Zhu Jianshen, Azam Naveed Ahmed, Zhang Fan, Shurbevski Aleksandar, Haraguchi Kazuya, Zhao Liang, Nagamochi Hiroshi, Akutsu Tatsuya
IEEE/ACM Trans Comput Biol Bioinform. 2022 Nov-Dec;19(6):3233-3245. doi: 10.1109/TCBB.2021.3112598. Epub 2022 Dec 8.

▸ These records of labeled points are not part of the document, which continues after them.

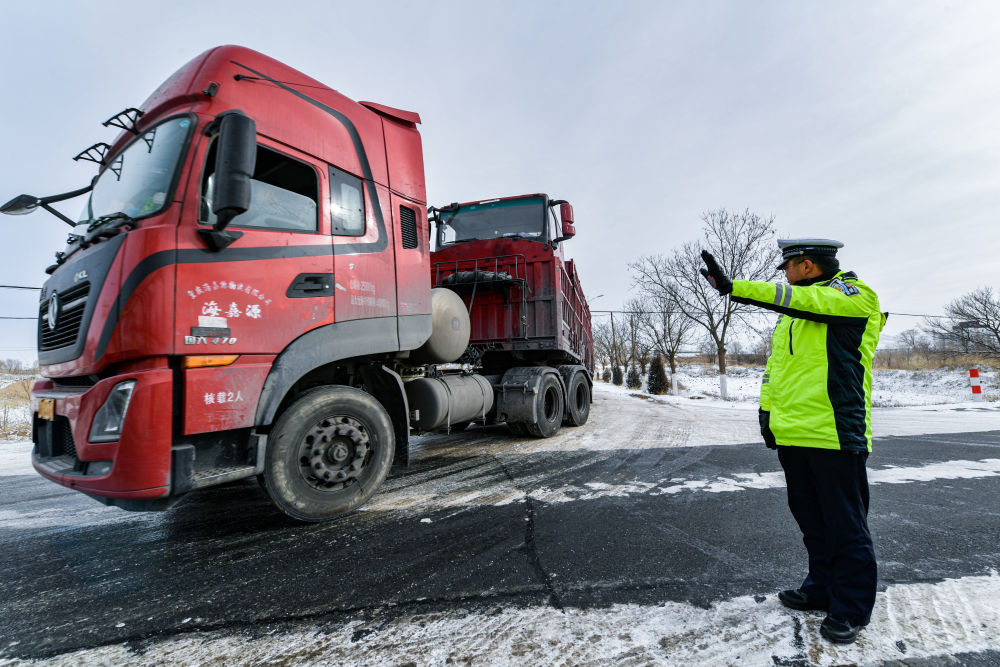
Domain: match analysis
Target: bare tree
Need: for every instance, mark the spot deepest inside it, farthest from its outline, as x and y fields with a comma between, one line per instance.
x=665, y=328
x=635, y=316
x=608, y=343
x=973, y=323
x=742, y=244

Drug discovery is one of the major goals of computational biology and bioinformatics. A novel framework has recently been proposed for the design of chemical graphs using both artificial neural networks (ANNs) and mixed integer linear programming (MILP). This method consists of a prediction phase and an inverse prediction phase. In the first phase, an ANN is trained using data on existing chemical compounds. In the second phase, given a target chemical property, a feature vector is inferred by solving an MILP formulated from the trained ANN and then a set of chemical structures is enumerated by a graph enumeration algorithm. Although exact solutions are guaranteed by this framework, the types of chemical graphs have been restricted to such classes as trees, monocyclic graphs, and graphs with a specified polymer topology with cycle index up to 2. To overcome the limitation on the topological structure, we propose a new flexible modeling method to the framework so that we can specify a topological substructure of graphs and a partial assignment of chemical elements and bond-multiplicity to a target graph. The results of computational experiments suggest that the proposed system can infer chemical graphs with around up to 50 non-hydrogen atoms.
药物发现是计算生物学和生物信息学的主要目标之一。最近提出了一种新颖的框架,用于使用人工神经网络(ANN)和混合整数线性规划(MILP)设计化学图。该方法由预测阶段和逆预测阶段组成。在第一阶段,使用现有化合物的数据训练人工神经网络。在第二阶段,给定目标化学性质,通过求解由训练好的人工神经网络构建的混合整数线性规划来推断特征向量,然后通过图枚举算法枚举一组化学结构。尽管该框架保证了精确解,但化学图的类型仅限于树、单环图以及具有高达2的循环指数的指定聚合物拓扑结构的图等类别。为了克服拓扑结构上的限制,我们为该框架提出了一种新的灵活建模方法,以便我们可以指定图的拓扑子结构以及目标图的化学元素和键多重性的部分分配。计算实验结果表明,所提出的系统可以推断出具有多达约50个非氢原子的化学图。